(Pour une fois, Patrice Talon obligé de suivre les producteurs dans leurs caprices)
Le président Talon est un génie de l’économie. Il sait tout prévoir pour quelqu’un qui a toujours, en bon amateur du Fâ (il est du côté maman, un Guèdégbé), une longueur d’avance sur tous les autres.
Mais ses Bokonons n’ont pas vu venir la malédiction soja. Cette céréale oléagineuse est là, tombée comme un cheveu dans la soupe pour tuer son business, le coton ou évoluer avec lui si le président Talon se montre coopératif et intelligent. Car du soja, il faut retenir ceci : cette céréale oléagineuse contrairement au coton très budgétivore en intrants qui demande plus d’une dizaine de traitements, n’en a besoin que d’à peine deux. L’engrais azoté n’est pas sa chose. Il est l’azote. Il peut enrichir par ses feuilles qui sont des gisements d’azote, le sol qui l’abrite pour donner de bons rendements à d’autres cultures successeures.
Ne parlons pas de sa demande à l’international. Avec les fortes critiques qui bannissent la farine du poisson dans la fabrication des provendes animales, le soja est devenu pour ses 30% d’implication dans la composition de ces produits, une denrée rare et très prisée. Le Bénin ayant par un coup de chance, le meilleur soja, rien que la ferme de l’ancien président nigérien Olusegun Obasanjo peut consommer toute la production béninoise en soja. C’est dire combien ce produit est demandé simplement au Nigeria voisin avant qu’on ne parle de la Chine, l’Inde et des pays occidentaux. Le soja est ainsi, de loin plus recherché que le coton. Et sa culture est trois fois plus rentable pour les producteurs que le coton. D’où la faiblesse des contonculteurs à vouloir migrer tous vers le soja au détriment du coton dont le président Talon reste la lumière dans la sous-région.
Patrice Talon étant actuellement président de la République du Bénin et par conséquent décideur plénipotentiaire du pays, son instinct d’homme et d’homme d’affaires ne pouvait que le pousser à ce parti pris pour le coton au détriment du tsunami soja.
Tout le monde aurait la même réaction à sa place. Et c’est là qu’intervient malheureusement la couardise ou l’hypocrisie de son ministre de l’agriculture, Gaston Dossouhoui. C’est à lui, le technicien de la question, d’expliquer au chef de l’État l’impossibilité de lutter contre le soja à l’étape actuelle de sa dictature sur les autres produits.

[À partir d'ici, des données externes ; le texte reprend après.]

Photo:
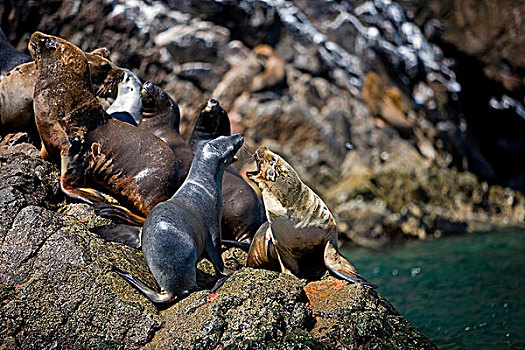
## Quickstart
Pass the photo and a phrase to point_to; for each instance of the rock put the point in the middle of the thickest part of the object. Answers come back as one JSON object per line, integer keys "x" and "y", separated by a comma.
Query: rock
{"x": 25, "y": 179}
{"x": 57, "y": 289}
{"x": 64, "y": 292}
{"x": 253, "y": 307}
{"x": 355, "y": 317}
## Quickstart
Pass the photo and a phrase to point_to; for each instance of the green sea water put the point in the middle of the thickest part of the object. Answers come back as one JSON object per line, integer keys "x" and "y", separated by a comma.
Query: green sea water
{"x": 463, "y": 292}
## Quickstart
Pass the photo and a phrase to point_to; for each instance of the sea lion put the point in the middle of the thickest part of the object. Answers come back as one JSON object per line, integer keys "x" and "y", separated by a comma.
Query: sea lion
{"x": 182, "y": 230}
{"x": 128, "y": 105}
{"x": 94, "y": 149}
{"x": 9, "y": 56}
{"x": 243, "y": 211}
{"x": 161, "y": 117}
{"x": 299, "y": 223}
{"x": 17, "y": 88}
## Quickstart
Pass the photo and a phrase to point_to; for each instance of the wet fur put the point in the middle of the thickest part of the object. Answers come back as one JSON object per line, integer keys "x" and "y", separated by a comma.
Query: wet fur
{"x": 299, "y": 222}
{"x": 243, "y": 211}
{"x": 184, "y": 229}
{"x": 91, "y": 148}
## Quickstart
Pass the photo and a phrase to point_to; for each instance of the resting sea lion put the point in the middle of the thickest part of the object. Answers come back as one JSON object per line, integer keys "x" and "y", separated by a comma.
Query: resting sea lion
{"x": 161, "y": 117}
{"x": 243, "y": 211}
{"x": 9, "y": 56}
{"x": 94, "y": 149}
{"x": 299, "y": 223}
{"x": 17, "y": 88}
{"x": 182, "y": 230}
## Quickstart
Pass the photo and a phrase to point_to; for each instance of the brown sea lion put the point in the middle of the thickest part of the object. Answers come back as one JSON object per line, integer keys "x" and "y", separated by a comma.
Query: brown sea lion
{"x": 94, "y": 149}
{"x": 17, "y": 88}
{"x": 161, "y": 117}
{"x": 9, "y": 56}
{"x": 273, "y": 74}
{"x": 243, "y": 211}
{"x": 299, "y": 223}
{"x": 182, "y": 230}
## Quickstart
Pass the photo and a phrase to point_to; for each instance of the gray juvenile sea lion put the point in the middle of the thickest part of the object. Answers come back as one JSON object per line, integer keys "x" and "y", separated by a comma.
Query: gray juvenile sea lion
{"x": 187, "y": 227}
{"x": 9, "y": 56}
{"x": 92, "y": 148}
{"x": 128, "y": 104}
{"x": 17, "y": 89}
{"x": 243, "y": 211}
{"x": 299, "y": 223}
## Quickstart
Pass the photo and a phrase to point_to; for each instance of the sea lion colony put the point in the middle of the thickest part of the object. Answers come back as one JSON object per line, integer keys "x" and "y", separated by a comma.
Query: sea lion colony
{"x": 179, "y": 202}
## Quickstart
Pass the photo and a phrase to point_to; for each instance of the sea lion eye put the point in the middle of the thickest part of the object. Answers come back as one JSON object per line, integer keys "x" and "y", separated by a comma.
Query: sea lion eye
{"x": 271, "y": 174}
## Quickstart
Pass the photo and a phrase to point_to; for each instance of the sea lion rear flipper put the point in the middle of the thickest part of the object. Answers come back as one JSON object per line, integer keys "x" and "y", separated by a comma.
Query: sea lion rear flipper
{"x": 341, "y": 267}
{"x": 235, "y": 244}
{"x": 126, "y": 234}
{"x": 118, "y": 214}
{"x": 157, "y": 298}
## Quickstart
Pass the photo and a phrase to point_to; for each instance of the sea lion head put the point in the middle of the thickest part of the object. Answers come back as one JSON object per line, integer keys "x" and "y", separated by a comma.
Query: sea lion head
{"x": 273, "y": 173}
{"x": 154, "y": 99}
{"x": 105, "y": 76}
{"x": 47, "y": 49}
{"x": 212, "y": 119}
{"x": 223, "y": 149}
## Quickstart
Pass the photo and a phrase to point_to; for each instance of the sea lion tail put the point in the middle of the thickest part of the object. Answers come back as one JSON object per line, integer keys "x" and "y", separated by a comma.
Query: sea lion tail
{"x": 155, "y": 297}
{"x": 341, "y": 267}
{"x": 126, "y": 234}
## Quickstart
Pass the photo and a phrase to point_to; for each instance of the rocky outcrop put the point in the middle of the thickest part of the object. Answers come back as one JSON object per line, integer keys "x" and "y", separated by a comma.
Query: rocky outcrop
{"x": 57, "y": 290}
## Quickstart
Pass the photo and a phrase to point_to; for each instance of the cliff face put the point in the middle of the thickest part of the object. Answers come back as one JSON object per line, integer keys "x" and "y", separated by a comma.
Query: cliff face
{"x": 381, "y": 122}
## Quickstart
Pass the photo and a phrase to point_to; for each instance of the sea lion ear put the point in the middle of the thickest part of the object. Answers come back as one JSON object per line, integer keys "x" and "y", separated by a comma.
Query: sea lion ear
{"x": 272, "y": 173}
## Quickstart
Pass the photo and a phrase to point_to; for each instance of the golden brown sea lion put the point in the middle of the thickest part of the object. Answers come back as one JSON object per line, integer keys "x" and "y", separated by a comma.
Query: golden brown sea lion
{"x": 299, "y": 223}
{"x": 94, "y": 149}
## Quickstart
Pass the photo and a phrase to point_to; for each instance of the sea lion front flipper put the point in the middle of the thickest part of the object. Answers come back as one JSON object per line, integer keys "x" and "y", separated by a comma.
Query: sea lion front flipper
{"x": 43, "y": 152}
{"x": 157, "y": 298}
{"x": 219, "y": 283}
{"x": 341, "y": 267}
{"x": 235, "y": 244}
{"x": 288, "y": 264}
{"x": 214, "y": 255}
{"x": 71, "y": 176}
{"x": 118, "y": 213}
{"x": 126, "y": 234}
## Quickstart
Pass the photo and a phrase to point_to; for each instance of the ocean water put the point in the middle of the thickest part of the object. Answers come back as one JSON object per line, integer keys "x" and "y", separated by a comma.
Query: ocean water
{"x": 463, "y": 292}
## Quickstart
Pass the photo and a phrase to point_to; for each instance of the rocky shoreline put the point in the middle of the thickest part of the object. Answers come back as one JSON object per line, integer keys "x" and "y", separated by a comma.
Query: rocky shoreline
{"x": 381, "y": 137}
{"x": 58, "y": 290}
{"x": 352, "y": 94}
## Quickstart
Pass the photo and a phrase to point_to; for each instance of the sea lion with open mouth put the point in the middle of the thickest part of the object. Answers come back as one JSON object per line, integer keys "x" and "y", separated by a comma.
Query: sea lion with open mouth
{"x": 92, "y": 148}
{"x": 299, "y": 223}
{"x": 182, "y": 230}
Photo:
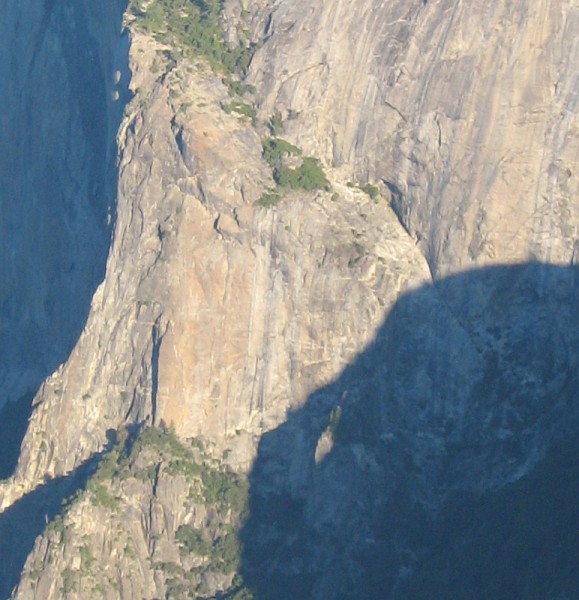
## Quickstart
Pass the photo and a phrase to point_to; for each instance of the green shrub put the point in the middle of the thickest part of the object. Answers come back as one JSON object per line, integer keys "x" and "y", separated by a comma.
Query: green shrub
{"x": 268, "y": 199}
{"x": 274, "y": 150}
{"x": 195, "y": 27}
{"x": 309, "y": 176}
{"x": 275, "y": 124}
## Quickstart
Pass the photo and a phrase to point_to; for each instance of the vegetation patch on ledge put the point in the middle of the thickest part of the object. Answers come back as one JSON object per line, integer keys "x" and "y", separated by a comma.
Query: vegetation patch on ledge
{"x": 196, "y": 28}
{"x": 290, "y": 170}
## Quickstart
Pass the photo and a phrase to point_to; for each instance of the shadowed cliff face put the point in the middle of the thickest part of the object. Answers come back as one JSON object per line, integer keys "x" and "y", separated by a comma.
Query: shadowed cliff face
{"x": 373, "y": 488}
{"x": 61, "y": 106}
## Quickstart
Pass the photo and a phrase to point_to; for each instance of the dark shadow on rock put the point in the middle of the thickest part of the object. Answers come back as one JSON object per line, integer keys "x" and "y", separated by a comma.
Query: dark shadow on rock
{"x": 27, "y": 518}
{"x": 56, "y": 230}
{"x": 441, "y": 463}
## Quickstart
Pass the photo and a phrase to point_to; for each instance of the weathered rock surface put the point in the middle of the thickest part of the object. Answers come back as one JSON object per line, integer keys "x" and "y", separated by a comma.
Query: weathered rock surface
{"x": 57, "y": 178}
{"x": 248, "y": 326}
{"x": 467, "y": 110}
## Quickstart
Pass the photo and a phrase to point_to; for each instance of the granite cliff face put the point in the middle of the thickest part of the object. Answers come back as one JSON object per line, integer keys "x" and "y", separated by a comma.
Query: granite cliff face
{"x": 342, "y": 336}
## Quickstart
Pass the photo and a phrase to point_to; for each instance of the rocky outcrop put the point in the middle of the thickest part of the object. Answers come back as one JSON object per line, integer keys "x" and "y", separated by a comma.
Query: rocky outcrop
{"x": 57, "y": 177}
{"x": 317, "y": 345}
{"x": 466, "y": 112}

La meilleure façon de tenter de conjurer la malédiction soja pour Patrice Talon, loin de déclarer la guerre à ce produit, est de trouver les moyens de négocier avec les contonculteurs, sa production aux côtés du coton.
Par exemple, pour un hectare de soja cultivé, le producteur devra s’engager à produire la même superficie ou plus, du coton. Voilà ce qui pourra sauver le coton du soja qui menace de coloniser toutes les superficies à emblaver au cours des campagnes à venir.
Dès lors, que le président Talon le veuille ou pas, il devra se convertir en magna du soja. Car, face à cette céréale, les jours du coton sont malheureusement comptés au Bénin. Dossouhoui a donc une confession à faire à son patron pour l’éclairer au lieu de jouer le mauvais fermier gouvernemental.